Findings and outputs
The purpose of this project was to improve (change) the system for data transmission
process, enhancing data quality, and maximize the use of available data. The project consists of
multiple components and activities. To provide a clear summary of the findings and outputs, the
activities and results are outlined below, aligned with the project's objectives:
1. Developing a medicine management reporting system for the DMSIC and hospitals
under the Office of the Permanent Secretary of the MOPH into an electronic data exchange format
known as the Application Programming Interface (API). The results included the development of
two data exchange systems in two phases:
(a) First system (Phase 1): A web-based file upload system for Excel and CSV formats,
allowing hospitals to upload and download previously submitted data. This system features quick
and detailed validation checks, enabling hospitals to correct errors and resubmit files. It operates
under MOPH monitoring and security standards (requiring a username, password, and token). This
system represents an improvement over the previous version, facilitating the transition to the
second system (Phase 2), which is the ultimate goal.
(b) Second system (Phase 2): An API that enables direct data transfer from hospital
databases to the DMSIC's database, with the sender's permission, while adhering to the same
security standards as the first system.
2. Improving data quality by transitioning from secondary to primary data reporting. The
outputs include:
(a) Defining five standard datasets: the annual operative purchase plan, hospital medicine
list, medicine receipt, medicine distribution, and medicine inventory. These datasets were tested,
improved, and finalized.
(b) Enhancing the quality of submitted data by identifying key issues that must be
consistent and complete (with error codes for autodetection and no allowance for blank cells).
(c) Changing the data submission method from web-based key-in to file upload. Although
this remains secondary data, it is now compiled automatically from various hospitals.
(d) Creating a master table in the DMSIC’s data system by standardizing, updating, and
linking key datasets (hospital codes, ATC drug codes, National Essential Medicine List codes, TMT,
and TTMT codes) via an API and web application to ensure alignment of data from various hospitals.
3. Leveraging the compiled datasets to visualize key summary data, including drug
reference prices and pharmaceutical management indicators, through business intelligence (BI) and
modern data visualization tools. The results were obtained systematically and are presented in the
following order:
(a) Selecting 16 indicators for pharmaceutical management through a research process that
considers quality, time, cost, and productivity dimensions. The indicators were chosen based on
four criteria: (1) legal and policy frameworks; (2) common recommendations from international
organizations (e.g., USAID, MSH) and domestic research; (3) data collection feasibility; and (4) the
ability to group indicators and assign responsible units.
(b) Proposing criteria for selecting medicines that are likely to be vulnerable to shortages
in normal non-emergency situations, which require a closed monitoring system. This activity utilized
research methods to understand the systems established by the European Union and the United
States, as well as their monitored drug lists and practices in Thai MOPH hospitals.
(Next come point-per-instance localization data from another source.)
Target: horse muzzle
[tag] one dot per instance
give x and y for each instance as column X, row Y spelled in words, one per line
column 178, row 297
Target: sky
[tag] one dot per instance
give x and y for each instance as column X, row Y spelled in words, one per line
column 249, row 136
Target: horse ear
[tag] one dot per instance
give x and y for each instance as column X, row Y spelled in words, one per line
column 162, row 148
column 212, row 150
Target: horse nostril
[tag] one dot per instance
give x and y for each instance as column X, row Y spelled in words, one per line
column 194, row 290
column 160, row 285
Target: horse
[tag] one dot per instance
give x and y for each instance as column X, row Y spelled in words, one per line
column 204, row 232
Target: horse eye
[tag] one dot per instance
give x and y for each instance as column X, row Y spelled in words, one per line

(c) Developing a set of five reporting and dashboard interfaces using Power BI to leverage
data from the five submitted datasets, in accordance with the selected indicators and policy
relevance. These dashboards include information on the numbers and quality of submitted data, the
annual operational purchase plan, inventory information, financing efficiency (comparing planned
versus actual purchases), and reference prices. These systems automatically process, and update
visualizations based on a predefined cycle.
(d) Monitoring and evaluating the developed system's efficiency and user satisfaction by
surveying participating hospitals and organizations. While most respondents recommended
continuing and improving the project, there were concerns regarding data utilization, system
efficiency, and the system’s ability to reduce hospital staff workload.